Ahmad al-Hassan, one of the areas’ farmers, tells Enab Baladi that the crops which the farmers are having the most difficulties in deploying are Habbat Al-Barakah (the Seed of Blessing) and Coriander.

He explains that each kilogram costs farmers about 700 Syrian pounds; however, they are trying to sell it for 300 Syrian pounds and no one is buying, for the people in the area have already secured their needs of the crop and do not have the ability to store additional amounts.

The harvest is getting worse year after year, according to the farmer, for this year there was no rain, and dozens of farmers died due to mines, in addition to the elaborate displacement, which led to the death of thousands of fruitful trees because farmers were not there to take care of them.  

Farmer Abdullah Junaid says that the farmers have expected a better income for the last year’s crops compared to the income of previous years, for they have not made any use of their lands throughout the period in which the “Islamic State” Organization controlled the villages of Aleppo’s northern countryside.

Indeed, this year’s crops were sufficient. Nonetheless, the farmers are still having the crops which they have harvested; they could not sell them due to lacking shipping methods. 

At the end of this agricultural year, the Turkish Government has allowed the crops’ entry into its territory, which encouraged many farmers to seed again. However, the Turkish decision lasted for a short period, after which the Turks stopped buying the crops for reasons unknown to the farmers.

The Director of the Local Council in the village of Suran and its countryside, Ali Sheikh, says that the Turkish Government, in the beginning, allowed for the admittance of crops. However, the war merchants started buying massive amounts of seeds, raised their prices and started selling them to the Turks. As a result of this, the prices of the Syrian crops became higher than the Turkish ones, which prompted the government to stop allowing the entry of any corps from Syria.

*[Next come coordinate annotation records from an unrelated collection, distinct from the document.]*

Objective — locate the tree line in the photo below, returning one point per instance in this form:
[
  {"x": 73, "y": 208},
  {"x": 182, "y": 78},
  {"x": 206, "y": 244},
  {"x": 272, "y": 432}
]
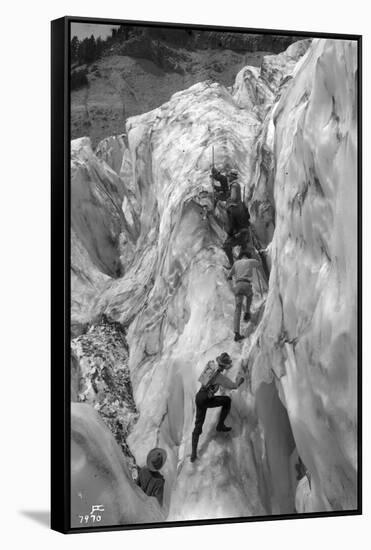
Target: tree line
[{"x": 90, "y": 49}]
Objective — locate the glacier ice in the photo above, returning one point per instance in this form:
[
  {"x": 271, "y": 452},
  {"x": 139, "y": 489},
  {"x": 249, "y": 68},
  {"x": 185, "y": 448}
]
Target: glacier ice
[{"x": 144, "y": 256}]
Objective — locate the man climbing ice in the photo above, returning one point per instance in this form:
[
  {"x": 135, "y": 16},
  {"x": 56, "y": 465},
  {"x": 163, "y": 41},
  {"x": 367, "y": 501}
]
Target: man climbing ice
[
  {"x": 149, "y": 479},
  {"x": 242, "y": 271},
  {"x": 238, "y": 220},
  {"x": 211, "y": 379}
]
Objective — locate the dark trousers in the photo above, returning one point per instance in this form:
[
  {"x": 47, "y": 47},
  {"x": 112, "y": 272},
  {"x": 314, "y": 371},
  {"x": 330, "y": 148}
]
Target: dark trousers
[
  {"x": 242, "y": 240},
  {"x": 203, "y": 402}
]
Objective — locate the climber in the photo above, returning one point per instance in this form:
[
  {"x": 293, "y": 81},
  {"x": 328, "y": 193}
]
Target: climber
[
  {"x": 238, "y": 229},
  {"x": 149, "y": 479},
  {"x": 242, "y": 271},
  {"x": 211, "y": 379},
  {"x": 227, "y": 184}
]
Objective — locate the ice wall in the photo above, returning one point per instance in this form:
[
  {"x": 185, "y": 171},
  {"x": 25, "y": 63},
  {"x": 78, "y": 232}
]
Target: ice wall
[
  {"x": 290, "y": 131},
  {"x": 307, "y": 340}
]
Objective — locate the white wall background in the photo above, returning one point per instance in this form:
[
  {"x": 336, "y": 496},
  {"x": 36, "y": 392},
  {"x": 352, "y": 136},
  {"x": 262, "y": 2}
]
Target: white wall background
[{"x": 25, "y": 228}]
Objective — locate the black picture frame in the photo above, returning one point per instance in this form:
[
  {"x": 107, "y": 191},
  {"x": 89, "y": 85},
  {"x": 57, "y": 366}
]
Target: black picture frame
[{"x": 60, "y": 269}]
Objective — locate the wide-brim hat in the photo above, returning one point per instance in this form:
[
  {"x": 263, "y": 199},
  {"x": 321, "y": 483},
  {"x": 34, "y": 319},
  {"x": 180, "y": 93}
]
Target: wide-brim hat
[
  {"x": 224, "y": 360},
  {"x": 156, "y": 458}
]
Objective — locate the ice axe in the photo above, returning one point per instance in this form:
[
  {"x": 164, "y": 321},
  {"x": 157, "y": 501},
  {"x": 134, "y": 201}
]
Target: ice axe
[{"x": 260, "y": 286}]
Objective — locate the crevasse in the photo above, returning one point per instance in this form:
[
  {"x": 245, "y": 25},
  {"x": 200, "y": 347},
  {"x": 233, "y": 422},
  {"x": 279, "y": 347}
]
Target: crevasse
[{"x": 143, "y": 255}]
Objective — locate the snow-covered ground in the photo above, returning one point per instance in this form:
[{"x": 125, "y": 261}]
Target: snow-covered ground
[{"x": 143, "y": 254}]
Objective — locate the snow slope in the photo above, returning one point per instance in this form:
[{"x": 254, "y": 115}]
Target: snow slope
[{"x": 290, "y": 130}]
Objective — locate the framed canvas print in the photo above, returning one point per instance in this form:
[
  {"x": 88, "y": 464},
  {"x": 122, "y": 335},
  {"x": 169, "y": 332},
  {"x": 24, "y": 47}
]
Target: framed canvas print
[{"x": 206, "y": 288}]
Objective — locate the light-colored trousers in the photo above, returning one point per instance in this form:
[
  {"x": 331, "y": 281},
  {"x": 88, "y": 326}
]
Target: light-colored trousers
[{"x": 242, "y": 289}]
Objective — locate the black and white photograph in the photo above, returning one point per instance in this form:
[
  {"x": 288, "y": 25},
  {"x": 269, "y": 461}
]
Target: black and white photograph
[
  {"x": 213, "y": 307},
  {"x": 185, "y": 255}
]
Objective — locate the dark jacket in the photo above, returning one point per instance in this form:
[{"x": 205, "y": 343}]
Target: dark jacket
[{"x": 152, "y": 483}]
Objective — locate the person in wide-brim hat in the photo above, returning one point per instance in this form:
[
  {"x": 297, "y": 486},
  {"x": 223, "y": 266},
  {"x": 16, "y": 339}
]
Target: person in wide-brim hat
[
  {"x": 206, "y": 399},
  {"x": 149, "y": 478},
  {"x": 156, "y": 458},
  {"x": 224, "y": 360}
]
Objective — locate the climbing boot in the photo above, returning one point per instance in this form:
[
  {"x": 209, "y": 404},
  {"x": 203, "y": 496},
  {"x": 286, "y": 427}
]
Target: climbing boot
[
  {"x": 195, "y": 438},
  {"x": 223, "y": 428}
]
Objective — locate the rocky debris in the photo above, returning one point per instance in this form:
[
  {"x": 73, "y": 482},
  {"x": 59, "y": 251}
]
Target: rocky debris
[
  {"x": 296, "y": 155},
  {"x": 101, "y": 476},
  {"x": 140, "y": 72},
  {"x": 100, "y": 363}
]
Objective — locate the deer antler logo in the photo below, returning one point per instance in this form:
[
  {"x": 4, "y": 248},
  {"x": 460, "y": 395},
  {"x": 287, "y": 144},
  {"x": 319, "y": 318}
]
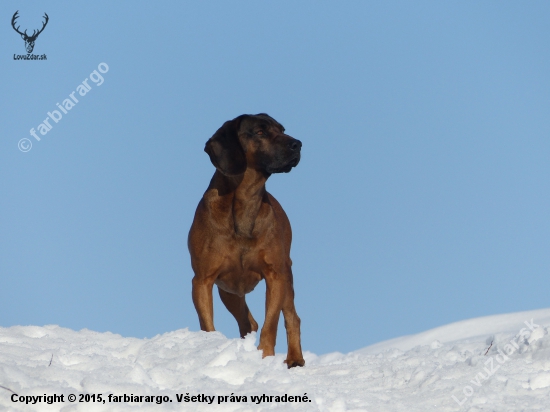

The council continually seeks to find solutions with the Turks to alleviate the suffering of the farmers who have been exhausted by different conditions, especially that now it is the winter potato harvesting season, which is sold at a rate of 75 Syrian pounds per kilo that is totally less than the real cost that the farmers are paying, for potatoes are irrigation-dependent, which costs extra money.

75%  of the people in Aleppo’s northern and eastern countryside fundamentally depend on rainfed and irrigated agriculture which consists their basic, and only, source of income.

Nevertheless, the increasing prices of fuel, fertilizers, and pesticides, in the past a few years, have negatively affected the areas’ agricultural production, in addition to the mines which the “Islamic State” Organization have planted in these lands prior to leaving the area.